Ravindra Singh was an Indian politician from Uttar Pradesh who served as a Member of the Legislative Assembly of Uttar Pradesh in 1977. He had also been the student union president at Gorakhpur University and the University of Lucknow.

== Political career ==
Ravindra Singh was from a village in Gorakhpur. He served as General Secretary of the Student Union at St. Andrew's College, Gorakhpur and later became its president. In 1967, while pursuing his MA at Gorakhpur University, he was elected President of the Students Union. He continued his studies at University of Lucknow and became the Student Union President there in 1972.
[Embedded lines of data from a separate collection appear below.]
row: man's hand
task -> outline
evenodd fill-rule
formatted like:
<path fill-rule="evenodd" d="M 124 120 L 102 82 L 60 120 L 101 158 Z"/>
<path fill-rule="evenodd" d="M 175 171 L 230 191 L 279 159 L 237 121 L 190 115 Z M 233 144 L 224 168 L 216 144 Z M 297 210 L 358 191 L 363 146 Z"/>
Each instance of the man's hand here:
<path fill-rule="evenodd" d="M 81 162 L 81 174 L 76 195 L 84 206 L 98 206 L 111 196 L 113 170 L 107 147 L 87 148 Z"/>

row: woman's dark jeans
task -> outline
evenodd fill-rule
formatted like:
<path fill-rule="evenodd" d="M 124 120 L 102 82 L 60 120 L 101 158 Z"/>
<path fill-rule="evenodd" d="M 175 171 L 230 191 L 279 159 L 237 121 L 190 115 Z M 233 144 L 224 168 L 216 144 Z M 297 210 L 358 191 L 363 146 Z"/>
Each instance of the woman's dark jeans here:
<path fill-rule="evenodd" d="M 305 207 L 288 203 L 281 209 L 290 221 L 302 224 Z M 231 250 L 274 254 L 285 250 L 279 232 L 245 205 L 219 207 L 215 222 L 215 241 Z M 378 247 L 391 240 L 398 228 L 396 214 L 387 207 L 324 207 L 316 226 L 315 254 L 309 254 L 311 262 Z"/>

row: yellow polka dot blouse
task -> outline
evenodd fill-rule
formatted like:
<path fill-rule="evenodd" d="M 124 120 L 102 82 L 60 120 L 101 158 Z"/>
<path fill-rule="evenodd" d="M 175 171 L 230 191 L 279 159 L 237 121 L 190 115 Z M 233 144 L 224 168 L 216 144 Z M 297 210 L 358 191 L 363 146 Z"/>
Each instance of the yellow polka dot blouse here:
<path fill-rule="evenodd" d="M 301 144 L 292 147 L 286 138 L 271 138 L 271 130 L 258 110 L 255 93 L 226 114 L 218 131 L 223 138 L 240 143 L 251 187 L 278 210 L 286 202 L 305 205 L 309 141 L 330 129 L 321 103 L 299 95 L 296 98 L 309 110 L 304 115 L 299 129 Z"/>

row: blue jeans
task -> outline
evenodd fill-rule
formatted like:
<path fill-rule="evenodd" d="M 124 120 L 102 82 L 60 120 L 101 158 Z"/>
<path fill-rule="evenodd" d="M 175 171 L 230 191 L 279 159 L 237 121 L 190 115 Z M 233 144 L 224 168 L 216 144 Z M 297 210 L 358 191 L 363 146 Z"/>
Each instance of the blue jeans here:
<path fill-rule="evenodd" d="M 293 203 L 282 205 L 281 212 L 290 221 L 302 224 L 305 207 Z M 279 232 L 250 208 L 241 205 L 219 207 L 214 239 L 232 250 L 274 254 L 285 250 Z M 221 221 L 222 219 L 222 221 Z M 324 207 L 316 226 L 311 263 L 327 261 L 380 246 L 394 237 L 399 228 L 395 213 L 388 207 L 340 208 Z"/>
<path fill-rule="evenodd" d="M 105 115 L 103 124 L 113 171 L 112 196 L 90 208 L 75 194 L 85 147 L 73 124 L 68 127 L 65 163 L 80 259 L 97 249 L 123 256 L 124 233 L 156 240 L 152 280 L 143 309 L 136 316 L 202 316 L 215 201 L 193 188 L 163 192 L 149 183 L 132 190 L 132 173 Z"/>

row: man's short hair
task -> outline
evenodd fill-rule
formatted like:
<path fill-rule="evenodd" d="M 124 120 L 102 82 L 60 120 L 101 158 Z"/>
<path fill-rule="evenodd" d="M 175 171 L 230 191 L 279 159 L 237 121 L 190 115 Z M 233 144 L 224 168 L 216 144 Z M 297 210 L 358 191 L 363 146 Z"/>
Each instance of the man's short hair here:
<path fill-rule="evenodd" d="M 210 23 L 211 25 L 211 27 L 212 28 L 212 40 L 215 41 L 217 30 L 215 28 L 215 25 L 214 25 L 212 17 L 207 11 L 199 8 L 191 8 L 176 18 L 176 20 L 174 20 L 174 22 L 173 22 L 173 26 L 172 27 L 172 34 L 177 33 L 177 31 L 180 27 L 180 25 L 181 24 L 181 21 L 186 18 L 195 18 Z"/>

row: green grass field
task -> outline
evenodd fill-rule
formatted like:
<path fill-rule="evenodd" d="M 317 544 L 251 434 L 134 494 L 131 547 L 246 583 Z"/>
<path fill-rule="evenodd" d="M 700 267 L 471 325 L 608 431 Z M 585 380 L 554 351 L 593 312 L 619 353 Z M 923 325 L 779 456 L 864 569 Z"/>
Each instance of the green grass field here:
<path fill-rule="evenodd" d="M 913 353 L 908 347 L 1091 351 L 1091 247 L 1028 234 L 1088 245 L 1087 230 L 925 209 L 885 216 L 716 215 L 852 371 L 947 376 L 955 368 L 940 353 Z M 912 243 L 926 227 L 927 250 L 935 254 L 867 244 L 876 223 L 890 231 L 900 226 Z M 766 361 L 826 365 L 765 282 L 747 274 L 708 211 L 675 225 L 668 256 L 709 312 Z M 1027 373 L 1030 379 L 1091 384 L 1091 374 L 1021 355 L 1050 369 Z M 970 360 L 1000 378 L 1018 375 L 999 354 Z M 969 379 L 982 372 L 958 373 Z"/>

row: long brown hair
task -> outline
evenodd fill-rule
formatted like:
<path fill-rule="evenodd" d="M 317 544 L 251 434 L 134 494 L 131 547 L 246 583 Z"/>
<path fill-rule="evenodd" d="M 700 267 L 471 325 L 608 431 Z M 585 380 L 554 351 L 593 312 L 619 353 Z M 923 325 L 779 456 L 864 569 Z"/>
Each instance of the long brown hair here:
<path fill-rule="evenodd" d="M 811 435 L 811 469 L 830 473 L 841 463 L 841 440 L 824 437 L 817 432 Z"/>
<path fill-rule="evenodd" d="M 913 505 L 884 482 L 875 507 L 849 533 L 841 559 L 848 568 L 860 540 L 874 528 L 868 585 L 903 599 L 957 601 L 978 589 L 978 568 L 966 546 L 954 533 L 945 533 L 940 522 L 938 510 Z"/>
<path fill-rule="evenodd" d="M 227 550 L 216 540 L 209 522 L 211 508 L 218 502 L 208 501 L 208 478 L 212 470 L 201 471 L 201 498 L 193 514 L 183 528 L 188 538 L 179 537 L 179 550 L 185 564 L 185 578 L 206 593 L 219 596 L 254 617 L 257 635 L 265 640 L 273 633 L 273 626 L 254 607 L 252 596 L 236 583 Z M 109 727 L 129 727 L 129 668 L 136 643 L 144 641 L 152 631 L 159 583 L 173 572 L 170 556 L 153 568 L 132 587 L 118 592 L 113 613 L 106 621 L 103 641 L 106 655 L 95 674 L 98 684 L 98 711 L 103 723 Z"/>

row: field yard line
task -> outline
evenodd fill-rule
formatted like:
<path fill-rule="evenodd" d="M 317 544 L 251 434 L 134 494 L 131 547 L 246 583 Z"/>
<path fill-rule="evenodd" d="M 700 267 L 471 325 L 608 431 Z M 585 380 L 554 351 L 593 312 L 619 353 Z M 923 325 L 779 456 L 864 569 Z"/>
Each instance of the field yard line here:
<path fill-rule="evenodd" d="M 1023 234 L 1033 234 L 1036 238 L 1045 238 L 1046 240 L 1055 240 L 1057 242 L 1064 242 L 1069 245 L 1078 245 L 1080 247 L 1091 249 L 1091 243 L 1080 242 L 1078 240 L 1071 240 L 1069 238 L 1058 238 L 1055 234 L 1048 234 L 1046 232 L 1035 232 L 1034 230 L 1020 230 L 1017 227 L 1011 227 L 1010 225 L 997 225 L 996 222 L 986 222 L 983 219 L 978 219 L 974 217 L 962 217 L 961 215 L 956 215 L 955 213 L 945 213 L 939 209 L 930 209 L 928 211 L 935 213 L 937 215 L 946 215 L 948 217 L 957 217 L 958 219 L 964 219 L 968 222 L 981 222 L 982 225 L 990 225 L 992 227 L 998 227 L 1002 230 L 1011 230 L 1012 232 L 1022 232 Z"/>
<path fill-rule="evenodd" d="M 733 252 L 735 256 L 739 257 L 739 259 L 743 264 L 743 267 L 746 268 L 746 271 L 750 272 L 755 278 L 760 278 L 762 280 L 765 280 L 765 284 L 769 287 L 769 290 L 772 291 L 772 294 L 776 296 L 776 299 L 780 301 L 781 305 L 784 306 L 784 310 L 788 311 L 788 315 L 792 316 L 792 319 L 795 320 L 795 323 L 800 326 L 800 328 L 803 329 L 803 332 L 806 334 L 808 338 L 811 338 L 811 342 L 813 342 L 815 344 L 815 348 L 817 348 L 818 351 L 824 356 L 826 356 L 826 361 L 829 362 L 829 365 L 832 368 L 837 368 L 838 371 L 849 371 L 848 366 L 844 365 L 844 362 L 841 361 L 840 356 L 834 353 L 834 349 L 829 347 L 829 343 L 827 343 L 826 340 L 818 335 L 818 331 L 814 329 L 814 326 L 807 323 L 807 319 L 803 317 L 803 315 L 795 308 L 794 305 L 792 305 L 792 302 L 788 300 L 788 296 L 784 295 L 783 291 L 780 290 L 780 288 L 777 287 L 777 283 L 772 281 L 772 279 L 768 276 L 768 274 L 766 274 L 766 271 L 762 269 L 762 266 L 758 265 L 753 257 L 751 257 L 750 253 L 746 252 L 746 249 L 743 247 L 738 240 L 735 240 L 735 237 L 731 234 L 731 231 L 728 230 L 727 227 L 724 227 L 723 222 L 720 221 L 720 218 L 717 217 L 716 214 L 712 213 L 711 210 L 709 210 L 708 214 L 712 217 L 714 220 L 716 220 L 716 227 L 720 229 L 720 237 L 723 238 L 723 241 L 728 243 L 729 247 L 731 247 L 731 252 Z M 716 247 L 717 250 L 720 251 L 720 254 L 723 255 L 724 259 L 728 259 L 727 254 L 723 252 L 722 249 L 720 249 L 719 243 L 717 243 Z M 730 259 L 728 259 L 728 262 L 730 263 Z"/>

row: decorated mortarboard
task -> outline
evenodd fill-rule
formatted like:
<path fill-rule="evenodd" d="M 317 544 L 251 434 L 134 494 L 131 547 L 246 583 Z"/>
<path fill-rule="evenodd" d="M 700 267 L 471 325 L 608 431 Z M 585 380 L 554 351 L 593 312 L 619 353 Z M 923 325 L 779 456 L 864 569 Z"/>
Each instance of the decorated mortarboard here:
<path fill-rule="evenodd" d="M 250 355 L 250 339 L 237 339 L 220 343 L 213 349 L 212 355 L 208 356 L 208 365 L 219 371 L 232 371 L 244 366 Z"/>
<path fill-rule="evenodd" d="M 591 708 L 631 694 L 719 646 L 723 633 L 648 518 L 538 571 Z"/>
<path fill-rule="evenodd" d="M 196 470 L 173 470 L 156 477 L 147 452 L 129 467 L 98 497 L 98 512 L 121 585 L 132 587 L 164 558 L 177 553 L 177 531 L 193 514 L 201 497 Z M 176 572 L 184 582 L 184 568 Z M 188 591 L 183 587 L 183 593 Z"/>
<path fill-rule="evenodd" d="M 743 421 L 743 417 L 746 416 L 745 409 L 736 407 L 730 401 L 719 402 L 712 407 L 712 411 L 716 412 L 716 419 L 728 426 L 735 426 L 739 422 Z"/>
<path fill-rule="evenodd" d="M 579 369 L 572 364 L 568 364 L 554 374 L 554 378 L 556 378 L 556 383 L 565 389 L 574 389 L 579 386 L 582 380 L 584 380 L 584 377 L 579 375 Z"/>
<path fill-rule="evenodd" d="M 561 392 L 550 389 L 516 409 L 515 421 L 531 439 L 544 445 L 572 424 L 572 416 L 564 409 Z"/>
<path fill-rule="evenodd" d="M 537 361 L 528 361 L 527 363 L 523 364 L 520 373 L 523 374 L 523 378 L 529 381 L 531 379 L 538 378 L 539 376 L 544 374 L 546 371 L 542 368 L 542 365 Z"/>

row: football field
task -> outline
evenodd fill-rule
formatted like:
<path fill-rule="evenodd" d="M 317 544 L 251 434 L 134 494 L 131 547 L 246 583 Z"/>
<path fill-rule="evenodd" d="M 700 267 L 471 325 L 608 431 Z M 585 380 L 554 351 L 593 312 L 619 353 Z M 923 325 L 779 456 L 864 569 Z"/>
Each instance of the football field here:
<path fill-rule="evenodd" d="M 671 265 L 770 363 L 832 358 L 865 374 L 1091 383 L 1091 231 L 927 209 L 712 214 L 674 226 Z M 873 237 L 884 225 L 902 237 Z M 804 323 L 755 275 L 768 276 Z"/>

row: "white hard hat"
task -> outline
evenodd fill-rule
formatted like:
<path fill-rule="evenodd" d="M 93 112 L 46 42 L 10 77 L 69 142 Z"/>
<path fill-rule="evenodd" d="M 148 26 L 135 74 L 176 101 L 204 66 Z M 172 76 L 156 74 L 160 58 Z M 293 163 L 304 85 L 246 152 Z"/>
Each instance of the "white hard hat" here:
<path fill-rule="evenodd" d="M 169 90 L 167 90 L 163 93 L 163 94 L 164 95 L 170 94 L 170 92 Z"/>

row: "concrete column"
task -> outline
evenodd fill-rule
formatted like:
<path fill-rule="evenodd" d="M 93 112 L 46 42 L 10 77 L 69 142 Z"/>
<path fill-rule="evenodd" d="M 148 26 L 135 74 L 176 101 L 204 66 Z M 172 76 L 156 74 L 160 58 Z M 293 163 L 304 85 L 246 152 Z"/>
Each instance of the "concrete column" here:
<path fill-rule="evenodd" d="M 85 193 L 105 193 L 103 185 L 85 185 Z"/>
In 1977, he was elected MLA from the Kauriram constituency of Gorakhpur district on a Janata Party ticket. Despite being an MLA from the ruling party, he criticised the government. He considered student unions, labour organisations and employee organisations as essential training grounds for politics.

== Murder ==
On 27 August 1979, he was shot at Gorakhpur Junction railway station while traveling to Lucknow for an assembly session. He died from his injuries three days later, at the age of 35.